Panel accepted to 4S Sydney

Hello everyone,

Stephen Molldrem (UMich), Roderic Crooks (UC Irvine), and I are organizing an open panel for the 2018 meeting of the Society for the Social Studies of Science, happening in Sydney August 29-September 1. The panel seeks to bring people together doing research in the realms of computing, biomedicine, and/or queer studies to have big picture conversations about how biomedicine and computing shape contemporary queer society and subjectivity. Abstracts are due on the 4S website by February 1 – email me if you have any questions (jkhardy at umich dot edu). Full call below!

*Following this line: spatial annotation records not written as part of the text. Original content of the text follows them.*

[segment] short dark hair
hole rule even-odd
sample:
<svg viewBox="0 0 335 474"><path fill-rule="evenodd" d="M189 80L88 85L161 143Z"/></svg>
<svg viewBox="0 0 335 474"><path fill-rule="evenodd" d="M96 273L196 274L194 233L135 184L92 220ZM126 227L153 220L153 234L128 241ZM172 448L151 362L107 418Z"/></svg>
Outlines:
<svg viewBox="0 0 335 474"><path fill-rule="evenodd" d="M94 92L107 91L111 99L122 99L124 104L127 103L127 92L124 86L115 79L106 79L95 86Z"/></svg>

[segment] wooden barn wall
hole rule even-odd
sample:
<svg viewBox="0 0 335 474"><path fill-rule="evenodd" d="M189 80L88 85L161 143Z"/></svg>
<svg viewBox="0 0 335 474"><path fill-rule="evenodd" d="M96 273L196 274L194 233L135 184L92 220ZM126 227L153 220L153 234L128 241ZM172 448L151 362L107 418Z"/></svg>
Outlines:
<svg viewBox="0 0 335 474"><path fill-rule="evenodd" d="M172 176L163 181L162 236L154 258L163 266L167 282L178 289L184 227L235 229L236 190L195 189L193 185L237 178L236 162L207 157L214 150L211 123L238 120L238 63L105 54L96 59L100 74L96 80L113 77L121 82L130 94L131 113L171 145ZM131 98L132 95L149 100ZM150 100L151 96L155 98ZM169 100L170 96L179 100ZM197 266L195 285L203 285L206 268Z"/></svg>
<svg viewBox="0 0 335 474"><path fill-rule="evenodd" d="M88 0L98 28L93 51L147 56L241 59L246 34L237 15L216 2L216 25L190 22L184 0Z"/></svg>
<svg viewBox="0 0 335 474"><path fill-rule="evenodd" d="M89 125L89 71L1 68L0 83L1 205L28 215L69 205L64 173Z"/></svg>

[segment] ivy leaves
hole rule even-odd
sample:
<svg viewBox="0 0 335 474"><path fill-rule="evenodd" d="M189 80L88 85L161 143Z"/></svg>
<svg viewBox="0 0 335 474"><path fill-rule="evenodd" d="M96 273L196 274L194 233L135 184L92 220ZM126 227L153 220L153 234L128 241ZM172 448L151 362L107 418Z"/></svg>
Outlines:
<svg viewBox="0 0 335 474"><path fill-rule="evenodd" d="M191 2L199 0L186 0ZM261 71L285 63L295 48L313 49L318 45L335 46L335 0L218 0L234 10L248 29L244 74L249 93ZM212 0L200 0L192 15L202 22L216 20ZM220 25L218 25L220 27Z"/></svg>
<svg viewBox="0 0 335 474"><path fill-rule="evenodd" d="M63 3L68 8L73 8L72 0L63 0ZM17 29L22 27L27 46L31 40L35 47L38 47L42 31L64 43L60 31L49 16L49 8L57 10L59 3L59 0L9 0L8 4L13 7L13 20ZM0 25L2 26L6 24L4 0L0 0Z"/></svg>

64. Digital sexualities, biomedical practice, and queer realities
Stephen Molldrem, University of Michigan; Jean Hardy, University of Michigan; Roderic Crooks, University of California-Irvine
There is now a rich body of literature dedicated to exploring how sexualities are experienced in digital spaces and how digital technologies affect the formation of queer identities and the sexual lives of individuals, groups and communities. Further, sexuality studies and queer studies have generated a great deal of knowledge about how sexual categories generated in biomedical contexts are historically produced and internalized through biomedical discourse and clinical practice. However, scholars are just starting to bring these areas of inquiry together to describe how technoscientific practices (e.g. interface design), biomedical advances such as Pre-Exposure Prophylaxis for HIV/AIDS, and digital technologies (from commercial physical activity trackers to clinical electronic health records) are productive of new queer realities and conditions of sexual possibility.

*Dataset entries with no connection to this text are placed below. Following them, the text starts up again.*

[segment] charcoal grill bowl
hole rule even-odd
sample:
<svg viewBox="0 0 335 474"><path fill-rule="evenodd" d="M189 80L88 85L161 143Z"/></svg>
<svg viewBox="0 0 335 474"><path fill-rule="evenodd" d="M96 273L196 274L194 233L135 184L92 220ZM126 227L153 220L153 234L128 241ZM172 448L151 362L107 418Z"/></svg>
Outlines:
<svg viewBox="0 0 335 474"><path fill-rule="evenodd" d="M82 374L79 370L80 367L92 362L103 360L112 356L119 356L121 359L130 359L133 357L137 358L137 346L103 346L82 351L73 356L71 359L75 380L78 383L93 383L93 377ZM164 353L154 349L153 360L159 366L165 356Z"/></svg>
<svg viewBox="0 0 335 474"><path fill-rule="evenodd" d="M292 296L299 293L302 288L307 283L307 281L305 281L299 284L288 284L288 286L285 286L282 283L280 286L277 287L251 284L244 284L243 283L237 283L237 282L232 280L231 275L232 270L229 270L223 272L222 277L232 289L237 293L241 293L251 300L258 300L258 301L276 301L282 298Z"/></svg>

In this open panel, we ask: how can we think about queer sexualities as both a product of digital technologies and technoscientific practices, and as phenomena that recursively influence shifts in biomedicine, digital design trends, and uses of clinical and non-clinical digital technologies to represent or shape queer life? How do digital technologies and biomedical discourses produce novel sexual minority identities or subjectivities, queer subcultures and counterpublics, modes of punishing sexual deviance, or relations between sexual pleasure and risk? We invite submissions that address any of these topics, but encourage papers that place studies of digital technology and biomedicine in conversation with sexuality/queer studies. We particularly encourage papers that situate themselves within the emergent field of Queer STS.